5 Table Join

  • I am trying to join 5 tables in a sql server 2k db.  Does anyone know of a good set of guidelines for doing this?  Alternately, could someone find the problem in the following query?

    The query that I am using is listed here (please let me know if I am violating any programming guidelines on this):

    SELECT p.ParticipantID, pr.Age, ir.FnlTime, e.EventDate

    FROM Participant p INNER JOIN PartRace pr ON p.ParticipantID = pr.ParticipantID

    JOIN IndResults ir ON pr.ParticipantID = ir.ParticipantID

    JOIN RaceData rd ON ir.RaceID = rd.RaceID

    JOIN Events e ON e.EventID = rd.EventID

    WHERE rd.Dist = '5_km' AND p.Gender = 'm' AND ir.FnlTime <> '00:00' AND e.EventGrp = 1

    ORDER BY ir.ParticipantID

    The problem that I am having is that if a participant shows up multiple times (which they could do since this is designed to get the performances for an event over a series of years) it does not associate the correct data from year to year.  Basically some times show up where they shouldn't.

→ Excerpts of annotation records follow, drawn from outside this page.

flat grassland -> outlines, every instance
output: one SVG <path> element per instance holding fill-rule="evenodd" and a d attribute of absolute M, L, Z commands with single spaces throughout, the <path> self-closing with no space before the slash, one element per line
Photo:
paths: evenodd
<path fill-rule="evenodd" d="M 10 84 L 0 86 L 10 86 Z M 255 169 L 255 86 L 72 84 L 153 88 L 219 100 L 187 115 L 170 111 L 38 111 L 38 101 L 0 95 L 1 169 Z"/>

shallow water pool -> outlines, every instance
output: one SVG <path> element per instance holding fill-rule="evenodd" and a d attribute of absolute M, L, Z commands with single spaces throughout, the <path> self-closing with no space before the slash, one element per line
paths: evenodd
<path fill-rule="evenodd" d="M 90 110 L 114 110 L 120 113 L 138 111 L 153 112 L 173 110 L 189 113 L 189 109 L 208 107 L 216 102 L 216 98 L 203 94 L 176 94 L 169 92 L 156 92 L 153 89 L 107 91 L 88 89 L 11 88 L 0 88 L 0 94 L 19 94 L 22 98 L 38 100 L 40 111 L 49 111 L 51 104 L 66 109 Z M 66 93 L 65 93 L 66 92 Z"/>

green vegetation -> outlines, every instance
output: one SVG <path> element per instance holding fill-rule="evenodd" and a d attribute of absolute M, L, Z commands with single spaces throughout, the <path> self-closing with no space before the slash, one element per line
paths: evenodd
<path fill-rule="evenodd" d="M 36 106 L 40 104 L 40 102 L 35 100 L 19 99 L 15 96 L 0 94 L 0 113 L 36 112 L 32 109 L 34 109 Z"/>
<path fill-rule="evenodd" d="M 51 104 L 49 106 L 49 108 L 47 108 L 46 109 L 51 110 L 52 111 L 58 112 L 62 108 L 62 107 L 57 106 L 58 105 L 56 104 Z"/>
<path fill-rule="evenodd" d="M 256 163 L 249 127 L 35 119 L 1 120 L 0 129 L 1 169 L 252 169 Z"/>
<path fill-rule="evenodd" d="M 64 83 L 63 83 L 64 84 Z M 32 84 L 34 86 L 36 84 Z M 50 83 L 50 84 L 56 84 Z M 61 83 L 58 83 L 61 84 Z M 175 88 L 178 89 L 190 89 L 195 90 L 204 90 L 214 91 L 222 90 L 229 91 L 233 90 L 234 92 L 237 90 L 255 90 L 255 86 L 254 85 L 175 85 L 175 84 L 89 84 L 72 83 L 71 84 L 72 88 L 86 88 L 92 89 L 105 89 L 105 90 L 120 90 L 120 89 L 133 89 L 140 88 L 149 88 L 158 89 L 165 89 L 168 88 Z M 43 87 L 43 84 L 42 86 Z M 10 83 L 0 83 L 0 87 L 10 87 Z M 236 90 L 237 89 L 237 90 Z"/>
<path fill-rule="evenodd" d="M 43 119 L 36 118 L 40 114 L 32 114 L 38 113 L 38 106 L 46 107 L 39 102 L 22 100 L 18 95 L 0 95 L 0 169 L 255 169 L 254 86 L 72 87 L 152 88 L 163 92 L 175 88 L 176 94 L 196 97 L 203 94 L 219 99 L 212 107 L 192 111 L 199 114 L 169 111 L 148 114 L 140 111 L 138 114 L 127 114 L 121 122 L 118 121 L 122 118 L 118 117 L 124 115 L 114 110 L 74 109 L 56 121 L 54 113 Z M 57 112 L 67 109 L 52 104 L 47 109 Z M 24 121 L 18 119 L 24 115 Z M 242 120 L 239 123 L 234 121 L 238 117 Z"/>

  • Post the DDL please. For now, I recommend, you qualify your joins. SQL Qyery Optimizer interprets, true, but are your joins MEANT to be what is interpreted? e.g. INNER, LEFT OUTER etc...?


    _/_/_/ paramind _/_/_/

  • There is obviously much I don't know about this process.  What is DDL?  Also, I will qualify my joins as you suggested.

    Thanks~

  • DDL = data description language, which means the creation statements for your tables in this case.

    Is the following, what you mean? :

    On an event, multiple races take place(e). 

    For each race, some racedata (beginning, end etc. is stored)

    Each race has some participants.

    A participant has ONE individual result per race.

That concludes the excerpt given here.